Congratulations are in order for a good friend and all around wonderful person Marley Gibson who just sold to Hougton Mifflin.
From Publisher's Marketplace:
Marley Gibson's GHOST HUNTRESS series, featuring a transplanted Chicago teen who begins to experience a psychic awakening, then forms a ragtag ghost hunting team to research and battle the belligerent ghosts in her historic Southern town, to Julia Richardson at Houghton Mifflin, in a very nice deal, in a three-book deal, by Deidre Knight of The Knight Agency.
This is Marley's second series after her Sorority Rush 101 Series that comes out in May of 2008. I've read the proposal for her GHOST HUNTRESS series and it is awesome.
In other news NaNoWriMo is going very slowly for me and since I'm going to London next week for vacation (I can't say that enough) it will go even slower. I'll be happy if I end up with 30,000 words by the time the month is done. I did however have an epiphany last night while walking to my dance class. I realized that the book my hero wrote wasn't sexy enough. He's a bit unusual for me, in that he's a total beta male. Incredibly handsome, incredibly smart, but a total egghead. His profession? He's a professor of psychology at a New York university.

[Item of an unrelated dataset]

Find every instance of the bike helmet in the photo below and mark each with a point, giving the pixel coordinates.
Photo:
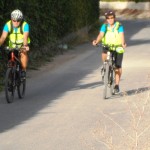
(109, 13)
(17, 15)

My original plan was that he had written a biography of Freud and Jung's friendship and later split. Sounds terribly sexy doesn't it? My next thought to sex it up was that the hero had been encouraged to throw in all sorts of sexy details of all the women Jung slept with and an intimation that Freud got up to no good with his sister-in-law (not really a new theory). But I could just hear an editor or agent explaining to me that idea of Freud isn't really sexy in a romance novel.
So now the plan is that his PhD thesis on gender roles has been sexed up into a book on the male/female relationships. Which completely makes him uncomfortable, particularly since the publicity department of the publishing company has used his attractiveness as a marketing tool. I think this now contrasts nicely with the heroine, who was once a championship ballroom dancer before she was injured. So she's used to being the spotlight, and he's not. And their roles are also now reversed because she's retreated to teaching at her parents dance studio, while he's trying to deal with is minor fame he's gotten.
I still like the whole Freud/Jung book idea, but then I'm kind of an egghead myself. But I can see how I had to open it up and change things around. This adds more dimension to the novel now and gives me a chance to sort of poke fun at all those self-help books etc. Since that's the last thing the hero ever wanted to write.